Someone had to do it and you did. I have just completed a tour of the most interesting stories of our participation in WW2. I was an ASTP-er.Univ. of Idaho assigned to Cn Co, 353rd Infantry, given the job of artillery mechanic because I was a T4 . Did the usual Hunter Ligget to Butner to Miles Standish landing at LeHarve off loaded at the dock. Cleaned the cosmoline at Pavilly, liberated Moselle wine at Alf crossed the Moselle. No action by our unit. It was travel and march order from position to position. Many times 88s would come whining in to a position immediately after we had left. At one time ended up on a plateau overlooking Freidrichroda at the time there was a firefight going on with tanks just like the movies I don't know what unit chased the Germans off of this position it had to be a very important place because there was a large resort hotel on the site and a very tall communication tower. Also, this tower was the communication center for the whole German command. To our amazement when we inspected the tower we found hundreds of thousand Reichmark notes, a verital fortune. The former occupants must have left in great haste. I did not go up into the upper part. It was several stories in height. The beer parlor snack bar was still in operation by civilians. Some of us guzzled up some beer, paid for it with this German money...P.S., those Reichmarks were genuine and contrary to what we thought Germany's money was good even after the war. I would really like to know more about this place. Plans were changed and we were ordered off and sent down the winding road through the forest. Tracer bullets were flying through the air. I have no idea as to what was going on. Climbing back on my pillow of 105-mm ammo, I rode the ammo truck, and went to sleep. Next morning we were going through Freidrichroda. Thus far we have had no fire orders.

THE RHINE: Saw the Navy duks on the road ended up at a plateau overlooking Oberwesel. Around midnight proceeded down to the landing to cross, We were off-loaded on to a pontoon ferry. What a dumb thing to do. Our truck, 2 1/2 with trailer load of 105 ammo put on that ferry causing it to sink whereby the gunnels were just above water line. I jumped off and warned our CO standing by but was ordered back on the truck. To this day I don't know why the engineers did not notice this phenomena. All went well going down stream however in going back into the current upstream disaster struck water poured over the gunnels and down we went. I had alerted the others riding in back with me...and all but one managed to jump. Instrument corporal WHITE was never found. Truck driver MCCONAHAY went down with the truck and was able to escape through the window. Two engineers were lost. The Navy picked us up. PRISONERS. as was the custom with us, along with truck driver, instrument corporal and myself After guns were in position we would scout our area for snipers and on our last deployment flushed a machine gun nest of assorted Wehrmacht, etc., who were waiting for us so they could surrender. We carried them for a full day before we could get them off our hands that was one happy bunch of Krauts.
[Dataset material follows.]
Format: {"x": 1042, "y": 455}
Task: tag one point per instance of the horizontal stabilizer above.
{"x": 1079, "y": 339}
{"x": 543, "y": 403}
It was then on to Zwickau Rudolstatd for a stint of occupation and then by a comfortable train ride seeing all the devastation that was Germany, to TWENTY GRAND. Of course there is more…scary nights, funny things that happened, stories in themselves, AND that is about all I did in the war. Wonderful friends, comradery, and excitement. By today's standards those twenty dollar a carton cigarettes we sold in Paris was a bargain.

THEN THERE IS THE REST OF THE STORY 56 years later. Thanks for the opportunity to tell the tale.